Apple e Microsoft possuem quase a mesma idade. Ambas as empresas surgiram em meados da década de 1970 e, no início de suas trajetórias, competiam com ferocidade. Parte desse início tumultuado pode ser visto no filme “Piratas do Vale do Silício”, que mostra como Bill Gates e Steve Jobs moldaram o mundo da tecnologia.
Hoje, a situação não é ruim para as empresas, longe disso. O lucro de ambas vem superando as expectativas e, no caso da Apple, batendo recordes. Entretanto, alguns problemas estruturais podem acabar minando o sucesso das duas companhias a médio e longo prazo.
Windows 8: crise de identidade
O Windows 8 chegou ao mercado prometendo uma revolução. O sistema seria o responsável por integrar todas as plataformas da empresa: smartphones, tablets e PCs. Para isso, ele chegou com duas interfaces distintas: o desktop tradicional e a nova interface de tiles (antes chamada “Metro”), que foi desenvolvida especialmente para telas de toque. O botão Iniciar, a principal característica do sistema desde o lançamento do Windows 95, desapareceu, deixando o desktop um pouco “refém” da nova interface.
(Fonte da imagem: Baixaki/Tecmundo)
Isso acabou causando certa confusão nos usuários, pois muitos aplicativos possuem duas versões, uma para a nova interface e outra para a o desktop tradicional. O problema é que para acessar os aplicativos não tem outro jeito, é preciso procurar por eles dentro da Tela Iniciar em vez de no tradicional botão Iniciar.
Tanto que o público exigiu a volta dele, que acabou chegando com a atualização 8.1. Contudo, ele serve apenas para levar o usuário à nova interface, o que continua deixando o Windows 8 com crise de identidade.

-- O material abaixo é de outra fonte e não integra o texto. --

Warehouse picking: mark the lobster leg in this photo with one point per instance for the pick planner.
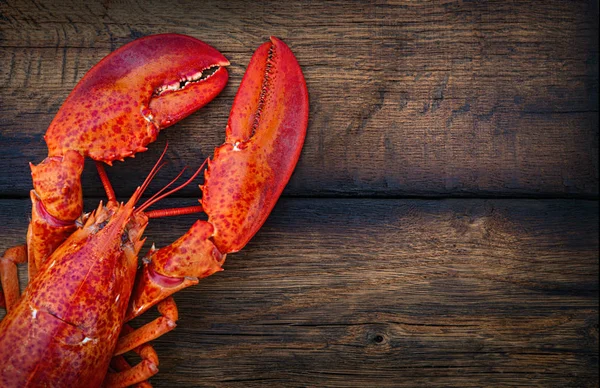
(161, 325)
(264, 137)
(115, 111)
(9, 276)
(137, 375)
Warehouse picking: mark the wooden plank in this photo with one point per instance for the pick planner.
(402, 293)
(419, 98)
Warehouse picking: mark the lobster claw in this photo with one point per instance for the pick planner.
(122, 103)
(244, 180)
(265, 134)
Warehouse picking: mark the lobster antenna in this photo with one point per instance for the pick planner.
(167, 186)
(154, 200)
(110, 192)
(155, 169)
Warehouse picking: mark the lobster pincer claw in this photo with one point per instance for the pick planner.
(265, 134)
(243, 181)
(122, 103)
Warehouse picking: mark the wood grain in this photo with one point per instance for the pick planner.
(407, 99)
(356, 292)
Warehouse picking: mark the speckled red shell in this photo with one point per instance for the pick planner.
(114, 110)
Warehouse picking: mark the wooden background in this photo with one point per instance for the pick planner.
(441, 228)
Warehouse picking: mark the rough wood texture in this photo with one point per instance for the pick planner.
(338, 292)
(419, 98)
(440, 99)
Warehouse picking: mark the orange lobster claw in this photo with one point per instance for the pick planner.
(265, 134)
(116, 109)
(246, 176)
(128, 97)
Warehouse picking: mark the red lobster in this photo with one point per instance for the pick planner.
(83, 269)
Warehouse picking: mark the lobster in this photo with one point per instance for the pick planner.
(69, 328)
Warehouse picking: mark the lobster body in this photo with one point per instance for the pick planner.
(68, 321)
(84, 280)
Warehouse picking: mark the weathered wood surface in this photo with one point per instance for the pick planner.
(356, 292)
(440, 99)
(415, 98)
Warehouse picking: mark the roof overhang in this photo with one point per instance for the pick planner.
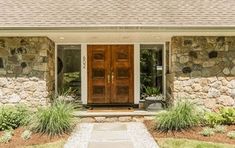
(119, 34)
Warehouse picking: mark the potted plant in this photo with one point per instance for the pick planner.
(153, 95)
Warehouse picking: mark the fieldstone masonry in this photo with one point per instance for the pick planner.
(26, 70)
(204, 70)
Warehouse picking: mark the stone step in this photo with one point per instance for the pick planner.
(135, 116)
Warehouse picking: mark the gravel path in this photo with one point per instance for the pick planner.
(111, 135)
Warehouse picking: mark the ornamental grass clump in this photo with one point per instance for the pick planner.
(182, 115)
(207, 132)
(54, 120)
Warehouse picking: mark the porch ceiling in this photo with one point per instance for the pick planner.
(121, 36)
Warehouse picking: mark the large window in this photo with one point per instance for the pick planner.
(69, 70)
(151, 68)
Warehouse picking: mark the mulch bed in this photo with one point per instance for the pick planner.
(190, 134)
(35, 139)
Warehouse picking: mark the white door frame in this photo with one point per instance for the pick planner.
(84, 85)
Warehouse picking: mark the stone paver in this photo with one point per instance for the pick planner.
(111, 135)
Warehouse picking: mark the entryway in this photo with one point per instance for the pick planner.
(110, 74)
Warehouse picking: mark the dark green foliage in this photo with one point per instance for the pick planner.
(179, 117)
(54, 120)
(226, 116)
(212, 119)
(12, 117)
(228, 113)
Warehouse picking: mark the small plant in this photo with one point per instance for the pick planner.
(181, 116)
(228, 113)
(6, 137)
(26, 134)
(212, 119)
(231, 135)
(54, 120)
(12, 117)
(207, 132)
(220, 129)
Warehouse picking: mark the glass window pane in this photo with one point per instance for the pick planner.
(69, 70)
(151, 68)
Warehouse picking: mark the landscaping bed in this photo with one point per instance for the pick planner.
(192, 133)
(35, 139)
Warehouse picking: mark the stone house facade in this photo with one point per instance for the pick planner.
(26, 70)
(204, 69)
(95, 48)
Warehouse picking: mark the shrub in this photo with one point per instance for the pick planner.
(6, 137)
(231, 135)
(181, 116)
(26, 134)
(207, 132)
(228, 113)
(220, 129)
(212, 119)
(12, 117)
(54, 120)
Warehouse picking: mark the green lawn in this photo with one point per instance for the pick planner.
(185, 143)
(57, 144)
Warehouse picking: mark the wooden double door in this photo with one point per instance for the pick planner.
(110, 74)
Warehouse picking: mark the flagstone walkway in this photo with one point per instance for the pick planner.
(111, 135)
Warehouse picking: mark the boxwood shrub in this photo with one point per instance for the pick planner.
(12, 117)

Para tentar amenizar um pouco essa situação, a Microsoft pode estar preparando uma atualização para o Windows 8.1 que tem por objetivo “mesclar” as duas interfaces, tudo para ganhar mais aceitação do público. Nós comentamos sobre essa e sobre outras aguardadas mudanças para o Windows 9 neste artigo.
Para piorar a situação, o Windows 7 aumentou a participação de mercado sobre o 8 nos últimos meses — resposta do público que não está muito satisfeito com o sistema novo. Um sinal de que isso está mesmo acontecendo é a recente manobra da HP: a montadora, que é uma das maiores do mundo, voltou a vender máquinas com Windows 7, segundo ela por “demanda popular”.

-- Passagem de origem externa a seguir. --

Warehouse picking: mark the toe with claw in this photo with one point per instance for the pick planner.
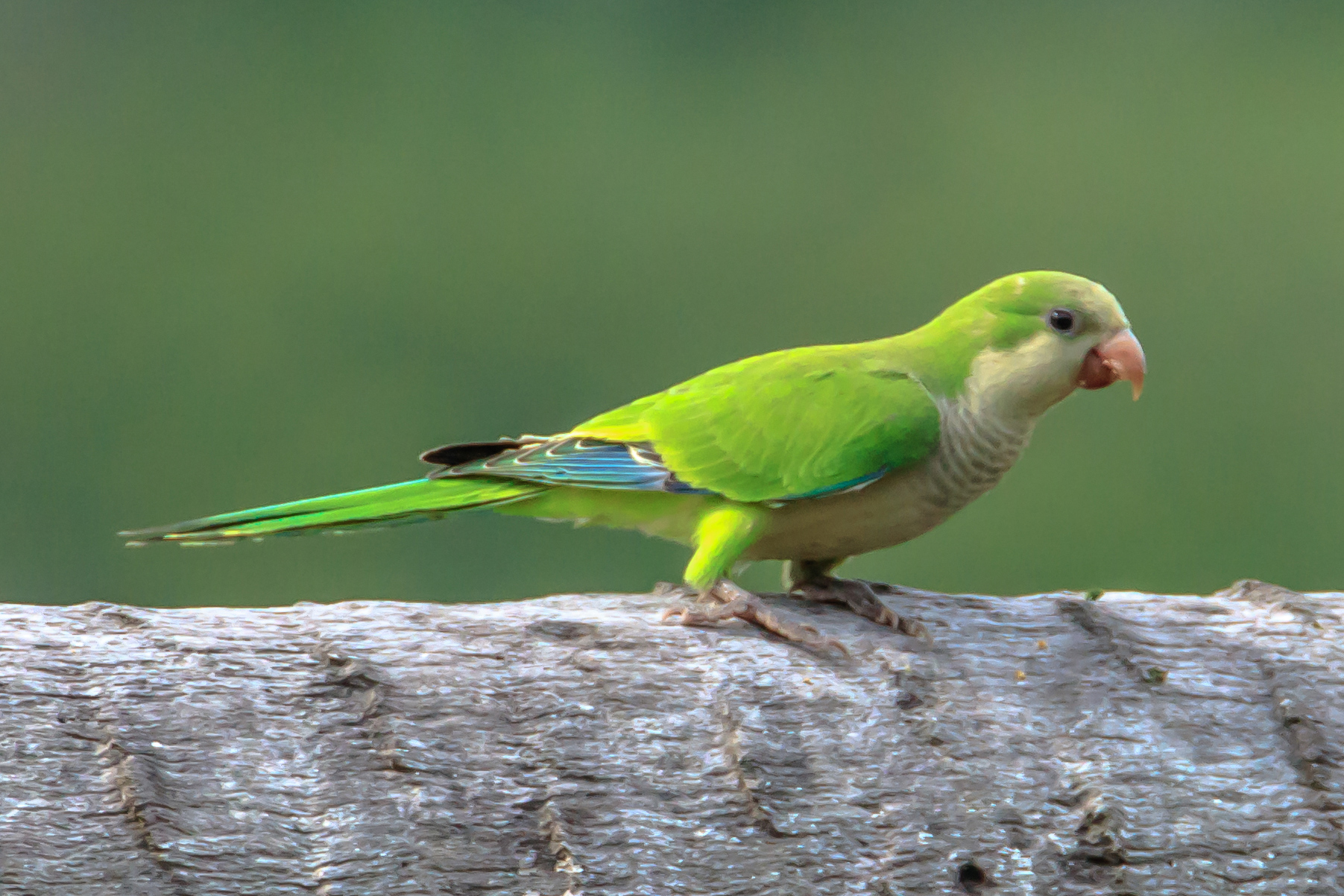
(728, 601)
(860, 597)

Complicando um pouco mais: os próprios funcionários da Microsoft estão chamando o Windows de “o novo Vista”. Não que o Windows 8 tenha os mesmos problemas do Vista, pois a comparação é feita em termos de aceitação do público.
Mercado de PCs em declínio
O mercado de PCs certamente já viu dias melhores, e isso é culpa do crescimento dos dispositivos móveis. O desenvolvimento dos smartphones e tablets substituiu boa parte das tarefas que antes eram executadas pelos computadores pessoais. Com isso, consequentemente, a Microsoft vem perdendo mercado, já que o Windows é responsável por mais de 90% dos desktops no mundo todo.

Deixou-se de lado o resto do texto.